Entrepreneurship and innovation were the essential ingredients in our proud history and remain pivotal for a successful future. Today, we have an outstanding network of organizations dedicated to guiding startups and commercializing innovations, particularly from our world-class higher education institutions. But access to capital for companies that want to remain in Rochester has proven elusive, which is why the URI was used to create a new early-venture fund with Excell Partners and two new business competition/accelerator programs: Luminate NY for OPI companies based out of NextCorps in the renovated Sibley Building, and Grow NY for ag and food innovations to be run by Cornell for all of upstate, leveraging their facilities in Ithaca and Geneva.
There are 19 higher education institutions in our region, including the major research universities that fuel our economy, Rochester Institute of Technology and University of Rochester.

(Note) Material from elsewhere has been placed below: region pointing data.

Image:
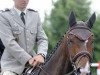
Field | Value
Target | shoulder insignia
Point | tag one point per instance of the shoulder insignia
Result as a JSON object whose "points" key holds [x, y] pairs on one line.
{"points": [[7, 9], [32, 10]]}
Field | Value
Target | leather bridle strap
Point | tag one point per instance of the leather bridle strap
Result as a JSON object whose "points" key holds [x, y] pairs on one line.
{"points": [[82, 53], [43, 70]]}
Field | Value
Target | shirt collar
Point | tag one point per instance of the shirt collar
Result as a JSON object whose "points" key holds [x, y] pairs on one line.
{"points": [[18, 11]]}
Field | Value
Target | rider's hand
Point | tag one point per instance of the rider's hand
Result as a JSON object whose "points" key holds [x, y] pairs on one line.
{"points": [[36, 60]]}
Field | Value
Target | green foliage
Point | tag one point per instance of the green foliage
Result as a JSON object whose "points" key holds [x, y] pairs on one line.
{"points": [[96, 31], [56, 24]]}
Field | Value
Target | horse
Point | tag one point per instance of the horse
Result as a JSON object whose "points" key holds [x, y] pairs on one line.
{"points": [[73, 54]]}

URI funding is being used at each for a large-scale public-private partnership. RIT is host of the Manufacturing USA institute called REMADE, which develops sustainable manufacturing that reduces energy consumption in industrial processes. And UR is tapping into “big data” with the creation of the Goergen Institute of Data Science to house the New York State Center of Excellence in Data Science and a new Data Science Consortium with industry partners like Harris, where together they work on cutting-edge techniques to problems like analyzing billions of images for security and commercial applications.

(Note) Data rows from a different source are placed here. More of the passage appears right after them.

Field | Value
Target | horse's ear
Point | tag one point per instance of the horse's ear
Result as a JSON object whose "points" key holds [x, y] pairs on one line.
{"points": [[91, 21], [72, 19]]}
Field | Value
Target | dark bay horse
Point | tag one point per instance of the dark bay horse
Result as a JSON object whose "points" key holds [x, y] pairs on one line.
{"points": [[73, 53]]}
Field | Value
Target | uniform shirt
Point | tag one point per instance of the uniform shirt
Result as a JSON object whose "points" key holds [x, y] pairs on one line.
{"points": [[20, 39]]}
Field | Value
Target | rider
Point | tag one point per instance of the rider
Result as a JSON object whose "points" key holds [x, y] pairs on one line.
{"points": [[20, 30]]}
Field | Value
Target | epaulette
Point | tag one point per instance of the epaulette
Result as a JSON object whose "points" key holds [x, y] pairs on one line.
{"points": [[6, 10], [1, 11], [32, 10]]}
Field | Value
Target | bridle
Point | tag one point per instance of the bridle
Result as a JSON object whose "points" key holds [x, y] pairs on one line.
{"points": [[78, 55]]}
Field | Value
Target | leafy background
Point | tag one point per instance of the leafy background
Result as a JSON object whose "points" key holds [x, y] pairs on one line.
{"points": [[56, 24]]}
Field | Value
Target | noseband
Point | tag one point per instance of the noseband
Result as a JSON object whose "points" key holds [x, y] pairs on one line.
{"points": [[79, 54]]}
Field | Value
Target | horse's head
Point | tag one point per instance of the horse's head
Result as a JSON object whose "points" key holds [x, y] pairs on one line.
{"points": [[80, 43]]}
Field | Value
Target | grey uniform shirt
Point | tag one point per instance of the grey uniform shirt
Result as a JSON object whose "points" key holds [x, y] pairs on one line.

The FLREDC recognizes everyone has a role to play in reducing the unacceptable levels of poverty in our community. Through the Pathways to Prosperity strategy, and in partnership with the Rochester-Monroe Anti-Poverty Initiative, URI funding has been committed for everything from adult skills training to early childhood interventions that provide dual-generational approaches to workforce development. This includes projects with Monroe Community College, adult and youth mentoring pilot programs, a new initiative to integrate systems used by health, education and social service providers, a new community development fund to focus on the city of Rochester’s commercial corridors, and a unique grant incentive for employers that hire people impacted by poverty and give them a better change at self-sufficiency.
In addition to the $500 million, these URI projects also benefited from another $130 million in state incentives, primarily from the Excelsior Jobs Tax Credit program. And that’s on top of the $656 million from New York State that has been awarded to 856 projects over the last eight years through the FLREDC’s annual Consolidated Funding Application rounds. All told, from 2011 to 2018 the state has invested an astounding $6.2 billion into the Finger Lakes regional economy as part of the governor’s commitment to upstate revitalization.
But the Finger Lakes Forward story is about much more than money. It’s a shared vision of what our economic future will look like and the steps we are taking together to make it happen.
Now that so many funding commitments have been made to so many important projects, it’s all about execution. A recent survey of URI project sponsors reported the majority of these projects had yet to even begin. That means most of these performance-based URI grants have not yet been disbursed and our region is just starting to see the positive economic impacts that will accompany these business expansions.
In the coming months and years, the state will continue helping to make projects successful around our region. And the FLREDC will be creating an improved public dashboard to track progress towards our strategic goals of creating jobs, driving private investment, creating wealth and reducing poverty.
We know much work remains to overcome the challenges of being in the middle of a transformation to a knowledge-based economy. But with a smart plan, innovative companies, and a commitment from New York State, we have built momentum and will keep moving forward to a brighter future.
Vincent Esposito is a vice president with Empire State Development and serves as the executive director of the Finger Lakes Regional Economic Development Council.